Scratching your own itch, is what code contributions to PEAR are currently all about. Maybe always have been.

Active package maintainers most often contribute to packages they use themselves and they contribute to PEAR’s environment to move development forward in areas where its beneficial to them. Call that selfish, but the reality is that most of us contributors actually work in this web industry and we know what we want and therefor we do it.

At the same time PEAR has coding standards and convention which are in place to ensure code is written so its to the benefit of most people.

Maintainership burden

The offiside to this situation is of course that components none of the maintainers have a use for get neglected — but calling this a PEAR-only problem really one-side.

Not even company-driven frameworks like the Zend Framework are prone to this; Zend_GData is/was rather unmaintained for a long time. Or frameworks where the proposal process and architecture are valued above all; I could point how broken ezcFeed is for me. Or general issues I see in projects where decisions are primarily driven by a single person — catch my drift?

This is not meant a pissing contest between frameworks, but I just can’t hear it anymore.


Is PHP generally developer-friendly?

At the expense of watering the term developer, I’d say yes.

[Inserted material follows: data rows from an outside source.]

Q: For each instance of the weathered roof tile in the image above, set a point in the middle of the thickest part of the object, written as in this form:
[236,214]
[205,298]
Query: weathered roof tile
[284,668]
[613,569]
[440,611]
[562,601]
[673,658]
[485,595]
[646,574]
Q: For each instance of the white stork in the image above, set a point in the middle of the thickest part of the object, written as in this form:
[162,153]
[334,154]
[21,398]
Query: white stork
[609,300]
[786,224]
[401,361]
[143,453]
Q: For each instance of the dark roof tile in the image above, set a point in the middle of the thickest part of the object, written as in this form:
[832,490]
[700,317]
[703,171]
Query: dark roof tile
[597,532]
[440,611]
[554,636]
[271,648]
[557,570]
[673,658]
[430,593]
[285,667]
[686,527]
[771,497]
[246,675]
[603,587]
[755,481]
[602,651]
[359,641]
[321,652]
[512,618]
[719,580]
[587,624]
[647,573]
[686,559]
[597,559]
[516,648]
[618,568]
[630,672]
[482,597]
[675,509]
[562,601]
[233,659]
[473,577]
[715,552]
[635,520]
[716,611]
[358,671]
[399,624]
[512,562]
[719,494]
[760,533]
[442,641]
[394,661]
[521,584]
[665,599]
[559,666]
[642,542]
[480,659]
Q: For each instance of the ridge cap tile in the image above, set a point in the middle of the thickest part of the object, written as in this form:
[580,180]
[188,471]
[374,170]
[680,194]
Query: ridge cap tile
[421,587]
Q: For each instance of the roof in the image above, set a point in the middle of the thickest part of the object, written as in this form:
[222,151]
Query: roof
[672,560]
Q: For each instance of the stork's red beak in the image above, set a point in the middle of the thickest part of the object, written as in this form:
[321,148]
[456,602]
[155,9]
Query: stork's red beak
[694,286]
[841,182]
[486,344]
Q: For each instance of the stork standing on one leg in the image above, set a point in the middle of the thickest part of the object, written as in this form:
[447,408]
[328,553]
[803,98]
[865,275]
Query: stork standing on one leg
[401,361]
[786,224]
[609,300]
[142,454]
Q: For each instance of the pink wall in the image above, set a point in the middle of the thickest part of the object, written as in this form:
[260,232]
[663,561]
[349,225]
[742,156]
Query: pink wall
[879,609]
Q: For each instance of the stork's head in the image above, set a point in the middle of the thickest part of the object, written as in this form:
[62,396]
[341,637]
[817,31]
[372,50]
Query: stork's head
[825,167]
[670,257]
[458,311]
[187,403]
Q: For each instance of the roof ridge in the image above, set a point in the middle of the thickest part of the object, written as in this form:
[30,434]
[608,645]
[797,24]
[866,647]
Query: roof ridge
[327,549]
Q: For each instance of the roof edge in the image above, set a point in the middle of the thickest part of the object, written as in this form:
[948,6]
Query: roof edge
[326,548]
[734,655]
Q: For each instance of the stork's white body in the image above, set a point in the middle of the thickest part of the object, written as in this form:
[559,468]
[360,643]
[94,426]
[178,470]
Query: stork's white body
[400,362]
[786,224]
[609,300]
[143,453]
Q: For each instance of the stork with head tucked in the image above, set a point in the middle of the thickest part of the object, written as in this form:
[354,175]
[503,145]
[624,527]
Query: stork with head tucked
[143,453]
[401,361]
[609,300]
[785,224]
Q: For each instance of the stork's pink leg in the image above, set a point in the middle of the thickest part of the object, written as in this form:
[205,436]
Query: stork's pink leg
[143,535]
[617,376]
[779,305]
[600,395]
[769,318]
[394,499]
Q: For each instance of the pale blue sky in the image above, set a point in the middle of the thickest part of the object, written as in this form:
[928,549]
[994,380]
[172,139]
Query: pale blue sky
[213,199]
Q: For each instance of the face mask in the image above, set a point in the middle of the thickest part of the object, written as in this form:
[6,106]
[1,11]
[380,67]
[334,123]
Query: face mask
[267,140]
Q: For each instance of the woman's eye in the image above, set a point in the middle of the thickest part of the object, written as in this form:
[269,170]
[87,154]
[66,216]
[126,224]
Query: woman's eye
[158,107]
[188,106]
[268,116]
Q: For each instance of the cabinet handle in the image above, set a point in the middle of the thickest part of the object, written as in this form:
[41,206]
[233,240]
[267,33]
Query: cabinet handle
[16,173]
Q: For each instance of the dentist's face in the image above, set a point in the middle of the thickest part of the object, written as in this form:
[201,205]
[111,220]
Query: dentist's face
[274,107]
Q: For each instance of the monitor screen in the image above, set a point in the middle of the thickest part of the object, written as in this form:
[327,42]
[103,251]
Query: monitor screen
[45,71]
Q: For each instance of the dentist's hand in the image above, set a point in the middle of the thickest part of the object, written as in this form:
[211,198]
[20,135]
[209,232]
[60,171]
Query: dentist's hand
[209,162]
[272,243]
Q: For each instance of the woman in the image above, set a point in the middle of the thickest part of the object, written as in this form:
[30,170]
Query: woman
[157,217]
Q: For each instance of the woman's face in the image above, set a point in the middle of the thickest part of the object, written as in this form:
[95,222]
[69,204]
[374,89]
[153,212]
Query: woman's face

It is extremely easy to get started — embed the following into a .php file:

There’s your PHP. It doesn’t require a custom webserver process, root server or anything else. It really doesn’t get any easier.

Are PHP frameworks easier than frameworks in [your other favorite language]?

Probably not! Or, hell no!

But that’s the barrier of entry to any if not all frameworks on the planet. Some frameworks allow you to write your own blog in 10 steps, but you will soon discover that writing your own blog is not a great indicator for a quality framework.

Indiciators are:

  • maintained code
  • coding standards
  • tests

And if I’m allowed a snarky remark — these are areas Drupal is literally just getting around to.


Destruction breeds creation — but I get the impression that all these fights inside the PHP community don’t really make it foster more.

Fighting and trolling may be an art for some and I agree they are entertaining at times, but when it becomes the only way people communicate contribute then let me be clear: it doesn’t help.

The PHP community seems to be unaware how thriving PHP is and also its ecosystem. People often mistake stabilization for decline. There’s nothing wrong if we don’t crank out five new major versions every year.

  • People in the real world are conservative anyway and adoption is slow. [Not a PHP-only problem either, just ask the Ruby folks.]
  • People in the real world don’t mind a more stable PHP environment, at the expense of buzzwords and all that crap.


In hindsight everyone always knew.

I feel like the more vocal people sharing their opinion, are pretty disconnected from the reality. That is dispite them running a magazine or a podcast about the community.

When people resort to flaming others in order to make themselves look smarter or their own project better, then that’s just poor judgement on their part. Projects often die off as fast as they came about.